Gideon looked back at the jeep and tried to imagine which way Hannah might have gone if she’d unbuckled herself after the accident and crawled out. She would have been shaken and badly bruised at the very least, probably far more severely injured. The rocks would have seemed much too formidable to climb in that condition. She would have headed toward the beach, perhaps with some idea of walking to a point where she could more easily scale the cliff to the main road. The beach stretched invitingly to the left but twisted into a jumbled maze of rocks and slippery sand to the right. Someone trying to walk away from a serious accident would probably have turned to the left.

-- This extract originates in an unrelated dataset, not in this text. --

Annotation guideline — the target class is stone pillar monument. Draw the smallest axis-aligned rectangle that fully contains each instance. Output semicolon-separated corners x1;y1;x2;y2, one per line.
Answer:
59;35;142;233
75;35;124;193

That analysis left unanswered the question of what the person or persons in the dark sedan had done. If they had come down the cliff and found the jeep empty they would probably have reasoned much as Gideon had. They certainly had not driven off in search of assistance. That left Gideon with the conclusion that whoever had been driving the sedan had gone in search of Hannah.
The storm was letting up a little already. A weak moon offered some visibility as the clouds began to disperse. Rain still fell in wind-driven sheets here and there
. There was no point searching in the glove compartment of the jeep for anything so useful as a flashlight. Rental agencies weren’t that thoughtful. In any event there was a chance that a light might be more dangerous than useful. It would advertise his position for several yards. Gideon wasn’t sure he wanted his position advertised. Not until he’d figured out who had been in the dark sedan.
A fierce urgency drove him as he started along the beach in the only direction in which Hannah would have gone if she’d managed to escape the jeep. The waves that broke along the sand glistened with an iridescent whiteness less than a yard from his shoes. Gideon broke into a ground-covering jog. The storm-ruffled sea created enough noise to shield the sound of his footsteps.
Every inch of the way Gideon kept his eyes moving, scanning the open expanse of sandy beach for a dark, huddled form. Surely she couldn’t have gone far. She would be suffering from shock at the very least. In the chancy moonlight and the intermittent rain there were no clues to tell if someone had come this way ahead of him. He could only follow the logical route and hope.
The beach began to narrow. The cliff walls grew closer as Gideon moved along the water’s edge. He was going to run out of sand fairly soon. It looked as if the beach ended in a formidable tumble of rocks at this end just as it had at the other end. If someone else had followed Hannah, he couldn’t be far ahead. Gideon slowed and moved into the deep shadows of the cliff.
He thought again about the photojournalist’s bag lying on the sand. There was another possibility that he didn’t want to contemplate. Once before someone had attempted to drown Hannah. If whoever had followed her down the cliff had found her unconscious or injured in the jeep, it would have been a simple matter to pull her free and drag her into the water to finish the job.